Venezuelan Operations
On February 13, 2013, the Venezuelan government effected a devaluation of the bolivar, from an exchange rate of
4.3 bolivars to the U.S. dollar to an exchange rate of 6.3 bolivars to the U.S. dollar. This resulted in a remeasurement loss
of $186 million in the first quarter. For periods subsequent to the date of the devaluation, assets, liabilities, and results of
operations from our Venezuelan subsidiary are remeasured at this new exchange rate.
At December 31, 2013, we had a bolivar denominated net monetary position of $749 million, including $765 million of
bolivar denominated cash and cash equivalents. Based on our net monetary position at December 31, 2013, a further
devaluation from an exchange rate of 6.3 bolivars to the U.S. dollar to an exchange rate of 12 bolivars to the U.S. dollar
would have resulted in a balance sheet remeasurement loss of approximately $360 million.
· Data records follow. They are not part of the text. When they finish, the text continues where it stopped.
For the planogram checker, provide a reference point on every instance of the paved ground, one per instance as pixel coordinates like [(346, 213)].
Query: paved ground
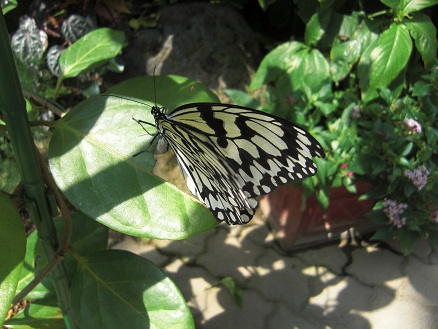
[(326, 287)]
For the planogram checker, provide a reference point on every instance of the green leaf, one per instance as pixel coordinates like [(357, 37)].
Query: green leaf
[(423, 32), (39, 314), (345, 54), (323, 198), (91, 51), (409, 6), (234, 289), (7, 6), (391, 3), (12, 251), (278, 62), (316, 27), (91, 158), (88, 236), (119, 289), (383, 60)]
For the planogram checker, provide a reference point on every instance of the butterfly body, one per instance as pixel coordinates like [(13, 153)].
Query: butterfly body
[(232, 154)]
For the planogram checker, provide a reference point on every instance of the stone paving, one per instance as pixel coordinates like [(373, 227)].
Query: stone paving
[(325, 287)]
At December 31, 2013, our investment in our Venezuelan subsidiary (which includes undistributed earnings) was
$881 million. Also, at December 31, 2013, it had $300 million of U.S. dollar currency exchange requests pending with and
in transit to the governmental controlled currency exchange, including $295 million payable to other Ford consolidated
affiliates.
The operating environment in Venezuela continues to be challenging. Foreign exchange control regulations have
affected our Venezuelan operation’s ability to pay dividends and obligations denominated in U.S. dollars, and are
constraining parts availability and our ability to maintain normal production. Recent developments in Venezuela, including
price controls and a very limited and uneven supply of foreign currency to support production, have affected adversely our
business and results of operations. These and other restrictions could limit our ability to benefit from our investment and
maintain a controlling interest in our Venezuelan subsidiary.